Zögernd öffnet Europa das Tor

Demografiewandel und Globalisierung veranlassen Europas Politiker dazu, neue Regeln für eine gezielte Einwanderung von Arbeitskräften in die EU aufzustellen. Aus Brüssel informiert Daniela Schröder.

Demografiewandel und Globalisierung veranlassen die Staats- und Regierungschefs der Europäischen Union dazu, das Thema legale Migration auf die EU-Agenda zu setzen und neue Regeln für eine gezielte Einwanderung von Arbeitskräften aufzustellen. Aus Brüssel informiert Daniela Schröder.

Passkontrolle am Flughafen Berlin-Tegel; Foto: AP
Um den künftigen Mangel an Arbeitskräften in der Europäischen Union zu kompensieren, bemühen sich Europas Politiker um eine gezielte Einwanderspolitik.

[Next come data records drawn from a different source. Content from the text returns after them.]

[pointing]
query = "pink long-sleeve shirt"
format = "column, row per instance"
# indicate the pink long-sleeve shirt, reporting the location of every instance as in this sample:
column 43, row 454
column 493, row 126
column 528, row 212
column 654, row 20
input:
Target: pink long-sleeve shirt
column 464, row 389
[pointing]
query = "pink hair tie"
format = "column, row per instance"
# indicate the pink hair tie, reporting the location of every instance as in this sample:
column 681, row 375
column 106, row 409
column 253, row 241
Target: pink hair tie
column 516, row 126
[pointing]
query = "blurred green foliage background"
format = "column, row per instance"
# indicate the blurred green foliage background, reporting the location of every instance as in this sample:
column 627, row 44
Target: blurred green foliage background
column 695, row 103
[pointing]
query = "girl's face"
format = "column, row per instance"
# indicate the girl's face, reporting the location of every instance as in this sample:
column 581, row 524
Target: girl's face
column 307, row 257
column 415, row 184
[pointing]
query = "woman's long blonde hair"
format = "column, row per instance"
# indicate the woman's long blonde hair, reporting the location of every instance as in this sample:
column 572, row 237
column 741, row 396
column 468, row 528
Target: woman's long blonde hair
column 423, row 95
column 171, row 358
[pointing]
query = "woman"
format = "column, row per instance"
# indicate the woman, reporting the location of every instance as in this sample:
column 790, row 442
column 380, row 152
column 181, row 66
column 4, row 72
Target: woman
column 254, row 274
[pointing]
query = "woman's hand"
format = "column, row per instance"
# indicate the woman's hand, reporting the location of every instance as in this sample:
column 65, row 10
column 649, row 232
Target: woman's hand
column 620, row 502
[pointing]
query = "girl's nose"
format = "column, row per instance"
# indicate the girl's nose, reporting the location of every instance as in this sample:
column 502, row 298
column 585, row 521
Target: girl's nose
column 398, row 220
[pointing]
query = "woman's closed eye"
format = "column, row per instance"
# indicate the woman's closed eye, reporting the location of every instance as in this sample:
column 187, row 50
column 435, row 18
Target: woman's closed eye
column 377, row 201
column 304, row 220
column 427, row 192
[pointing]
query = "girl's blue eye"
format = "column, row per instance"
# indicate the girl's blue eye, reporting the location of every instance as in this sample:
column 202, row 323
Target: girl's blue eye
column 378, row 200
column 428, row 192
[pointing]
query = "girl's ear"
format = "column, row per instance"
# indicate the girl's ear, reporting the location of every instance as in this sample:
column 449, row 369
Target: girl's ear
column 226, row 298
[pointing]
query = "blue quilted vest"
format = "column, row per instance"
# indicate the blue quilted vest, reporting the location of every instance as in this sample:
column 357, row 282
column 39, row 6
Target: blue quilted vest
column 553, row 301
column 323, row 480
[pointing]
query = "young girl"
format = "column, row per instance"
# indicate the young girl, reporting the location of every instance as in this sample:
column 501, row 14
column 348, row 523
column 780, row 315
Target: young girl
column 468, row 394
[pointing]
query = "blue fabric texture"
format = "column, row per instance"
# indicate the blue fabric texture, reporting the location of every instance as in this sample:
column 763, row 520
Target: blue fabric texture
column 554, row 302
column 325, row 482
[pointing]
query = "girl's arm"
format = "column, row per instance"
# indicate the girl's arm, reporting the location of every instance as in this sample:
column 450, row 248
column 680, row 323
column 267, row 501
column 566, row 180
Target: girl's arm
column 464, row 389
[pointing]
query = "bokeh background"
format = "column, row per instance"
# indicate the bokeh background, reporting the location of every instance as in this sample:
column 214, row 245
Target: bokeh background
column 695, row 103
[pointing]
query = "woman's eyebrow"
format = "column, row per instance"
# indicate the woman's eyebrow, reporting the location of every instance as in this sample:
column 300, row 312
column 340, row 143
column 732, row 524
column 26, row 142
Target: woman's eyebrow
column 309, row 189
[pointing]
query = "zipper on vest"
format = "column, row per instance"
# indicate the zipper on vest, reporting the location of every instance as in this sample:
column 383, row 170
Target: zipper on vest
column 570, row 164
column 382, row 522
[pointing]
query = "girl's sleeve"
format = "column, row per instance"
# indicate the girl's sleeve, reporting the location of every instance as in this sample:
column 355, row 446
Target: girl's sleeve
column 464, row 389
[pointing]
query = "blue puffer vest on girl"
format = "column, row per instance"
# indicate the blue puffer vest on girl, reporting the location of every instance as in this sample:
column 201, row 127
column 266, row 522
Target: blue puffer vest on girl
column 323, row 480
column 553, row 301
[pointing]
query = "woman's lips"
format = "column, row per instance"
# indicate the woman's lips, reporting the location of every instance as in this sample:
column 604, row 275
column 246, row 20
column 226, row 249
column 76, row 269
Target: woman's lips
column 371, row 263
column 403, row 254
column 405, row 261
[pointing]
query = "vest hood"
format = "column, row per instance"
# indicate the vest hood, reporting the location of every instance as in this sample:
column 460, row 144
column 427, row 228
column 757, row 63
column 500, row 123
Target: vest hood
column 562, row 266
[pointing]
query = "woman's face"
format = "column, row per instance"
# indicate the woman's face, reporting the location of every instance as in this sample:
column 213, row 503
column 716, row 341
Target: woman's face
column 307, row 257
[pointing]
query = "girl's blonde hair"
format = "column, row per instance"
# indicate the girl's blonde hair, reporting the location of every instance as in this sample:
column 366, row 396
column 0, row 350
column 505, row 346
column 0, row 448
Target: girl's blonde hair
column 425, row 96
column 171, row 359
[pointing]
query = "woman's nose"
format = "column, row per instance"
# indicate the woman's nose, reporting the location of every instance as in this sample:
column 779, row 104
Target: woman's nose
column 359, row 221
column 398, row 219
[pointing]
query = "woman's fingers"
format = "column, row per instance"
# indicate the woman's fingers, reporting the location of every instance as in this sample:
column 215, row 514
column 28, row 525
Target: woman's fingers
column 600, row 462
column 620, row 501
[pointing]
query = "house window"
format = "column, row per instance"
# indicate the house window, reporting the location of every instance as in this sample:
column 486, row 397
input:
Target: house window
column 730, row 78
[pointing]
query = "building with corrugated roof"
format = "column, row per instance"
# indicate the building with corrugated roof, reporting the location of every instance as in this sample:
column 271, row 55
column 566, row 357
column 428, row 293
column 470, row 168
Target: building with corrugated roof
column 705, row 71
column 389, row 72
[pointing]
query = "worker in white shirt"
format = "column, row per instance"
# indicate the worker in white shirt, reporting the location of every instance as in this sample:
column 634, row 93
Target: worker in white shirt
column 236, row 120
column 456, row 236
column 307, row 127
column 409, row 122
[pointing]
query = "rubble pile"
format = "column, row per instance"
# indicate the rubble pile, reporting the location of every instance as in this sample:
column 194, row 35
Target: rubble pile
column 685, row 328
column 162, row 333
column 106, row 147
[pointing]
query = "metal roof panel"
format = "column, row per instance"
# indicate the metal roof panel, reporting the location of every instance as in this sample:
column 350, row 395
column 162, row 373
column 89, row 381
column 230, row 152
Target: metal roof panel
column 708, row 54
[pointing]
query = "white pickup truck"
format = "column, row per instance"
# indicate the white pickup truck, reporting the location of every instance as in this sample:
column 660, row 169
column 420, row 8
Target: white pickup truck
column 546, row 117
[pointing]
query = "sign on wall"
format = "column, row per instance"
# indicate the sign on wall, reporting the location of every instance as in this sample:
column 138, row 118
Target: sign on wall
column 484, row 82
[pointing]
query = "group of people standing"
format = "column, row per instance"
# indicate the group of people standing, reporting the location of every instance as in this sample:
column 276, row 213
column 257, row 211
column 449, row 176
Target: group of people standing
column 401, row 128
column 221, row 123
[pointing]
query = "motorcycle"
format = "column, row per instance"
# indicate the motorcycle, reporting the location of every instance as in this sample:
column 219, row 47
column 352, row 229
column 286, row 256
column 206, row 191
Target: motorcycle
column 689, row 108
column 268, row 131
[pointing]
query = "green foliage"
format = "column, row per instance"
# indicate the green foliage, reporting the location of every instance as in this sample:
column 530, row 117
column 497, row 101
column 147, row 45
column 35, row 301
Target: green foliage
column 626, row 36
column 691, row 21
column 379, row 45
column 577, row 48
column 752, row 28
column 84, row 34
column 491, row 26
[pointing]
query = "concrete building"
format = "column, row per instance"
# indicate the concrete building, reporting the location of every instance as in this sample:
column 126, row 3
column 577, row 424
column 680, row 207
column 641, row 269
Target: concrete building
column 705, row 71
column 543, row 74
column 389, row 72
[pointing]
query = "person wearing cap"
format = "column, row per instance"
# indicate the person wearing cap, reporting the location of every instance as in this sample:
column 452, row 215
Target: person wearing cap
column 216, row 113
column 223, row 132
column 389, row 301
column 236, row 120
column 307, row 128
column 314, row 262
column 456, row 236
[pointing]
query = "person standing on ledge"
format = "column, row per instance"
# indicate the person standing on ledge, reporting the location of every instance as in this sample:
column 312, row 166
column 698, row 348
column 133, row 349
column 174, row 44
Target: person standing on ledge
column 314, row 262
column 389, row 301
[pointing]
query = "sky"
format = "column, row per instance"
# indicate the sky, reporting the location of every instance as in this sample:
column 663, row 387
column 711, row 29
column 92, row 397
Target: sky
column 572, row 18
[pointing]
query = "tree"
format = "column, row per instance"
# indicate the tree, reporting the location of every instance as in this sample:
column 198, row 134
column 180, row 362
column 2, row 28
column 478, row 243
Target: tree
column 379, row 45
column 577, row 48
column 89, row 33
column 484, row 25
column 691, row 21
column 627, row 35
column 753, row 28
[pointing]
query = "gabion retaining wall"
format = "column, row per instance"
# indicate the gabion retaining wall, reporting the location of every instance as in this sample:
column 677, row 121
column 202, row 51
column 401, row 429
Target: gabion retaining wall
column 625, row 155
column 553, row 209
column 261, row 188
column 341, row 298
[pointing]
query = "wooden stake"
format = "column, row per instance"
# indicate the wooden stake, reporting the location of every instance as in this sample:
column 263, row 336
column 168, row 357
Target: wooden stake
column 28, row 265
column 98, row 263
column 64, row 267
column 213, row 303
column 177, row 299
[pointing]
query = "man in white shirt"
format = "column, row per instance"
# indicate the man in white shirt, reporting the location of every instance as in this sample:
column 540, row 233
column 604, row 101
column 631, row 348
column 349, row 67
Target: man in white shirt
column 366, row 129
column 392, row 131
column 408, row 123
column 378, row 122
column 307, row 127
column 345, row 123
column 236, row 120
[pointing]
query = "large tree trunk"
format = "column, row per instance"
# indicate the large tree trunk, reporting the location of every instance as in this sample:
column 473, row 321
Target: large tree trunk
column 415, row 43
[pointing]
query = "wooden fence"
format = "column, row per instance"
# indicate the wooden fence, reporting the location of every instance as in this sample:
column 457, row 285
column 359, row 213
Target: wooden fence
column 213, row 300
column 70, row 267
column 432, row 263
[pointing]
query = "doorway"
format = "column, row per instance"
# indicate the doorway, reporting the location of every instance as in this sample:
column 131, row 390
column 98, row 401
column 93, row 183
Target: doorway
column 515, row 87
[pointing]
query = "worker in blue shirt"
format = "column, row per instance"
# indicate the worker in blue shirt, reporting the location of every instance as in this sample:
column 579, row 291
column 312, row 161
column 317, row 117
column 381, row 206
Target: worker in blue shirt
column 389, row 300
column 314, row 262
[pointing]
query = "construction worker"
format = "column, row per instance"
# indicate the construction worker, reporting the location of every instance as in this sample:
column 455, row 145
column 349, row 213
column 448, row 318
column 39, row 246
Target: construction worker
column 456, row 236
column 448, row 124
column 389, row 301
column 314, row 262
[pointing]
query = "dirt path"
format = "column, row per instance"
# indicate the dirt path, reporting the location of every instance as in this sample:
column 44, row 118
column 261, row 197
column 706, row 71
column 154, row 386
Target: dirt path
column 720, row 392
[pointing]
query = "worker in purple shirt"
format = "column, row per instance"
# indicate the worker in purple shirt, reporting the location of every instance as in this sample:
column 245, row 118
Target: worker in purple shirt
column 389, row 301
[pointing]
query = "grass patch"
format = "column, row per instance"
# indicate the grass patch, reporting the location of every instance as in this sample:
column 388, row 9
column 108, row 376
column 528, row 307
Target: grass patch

​​Der Mangel an Arbeitskräften in den 27 EU-Staaten ist absehbar, denn Europa steht vor einem beispiellosen Wandel der Bevölkerungsstruktur. Bis zum Jahr 2030 werden Europa 20 Millionen Einwohner im erwerbsfähigen Alter fehlen, schätzt die EU-Kommission, 2050 könnten es sogar 65 Millionen sein.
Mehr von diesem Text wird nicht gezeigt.